The recently reopened Pasadena Central Library has closed to customers due to seismic security concerns, officials said this week.
The city’s building official, Sarkis Nazerian, ordered the immediate closure of the property at 285 E. Walnut St., after an assessment found that most of the building was made of unreinforced masonry walls. The library will remain closed until the unsafe conditions have been corrected as per the order.
The Central Library, along with Pasadena’s Hastings and La Pintoresca branch libraries, reopened limited in-person services last month after LA County entered Orange Level, the second four-phase reopening plan of the ‘State during the coronavirus pandemic. .

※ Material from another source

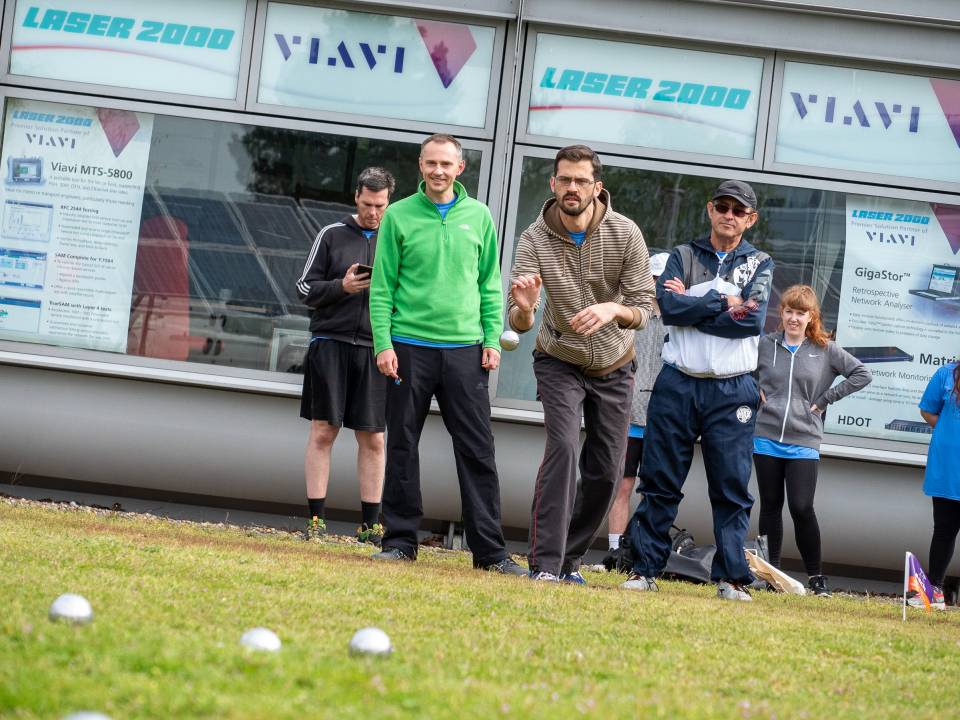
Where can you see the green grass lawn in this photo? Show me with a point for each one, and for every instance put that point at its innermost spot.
(172, 599)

In a statement, city officials said that while Pasadena passed an ordinance in 1993 requiring all unreinforced masonry buildings to be refurbished, evacuated or demolished, they could not find any documentation explaining why the Central Library did not. had not been identified as such a building.
“We intend to do everything in our power to assess the seriousness of the problem and work on resolving it,” City Manager Steve Mermell said in a statement. “This library cannot be left vacant and we must keep it for another century of use.”
The Central Library was designed in 1924 by Myron Hunt, the architect who also designed Henry Huntington’s home in San Marino. It averaged about 1,000 visitors a day, according to city officials.
Officials said they were working to provide central library services at other libraries and that its staff would be reassigned to other branches.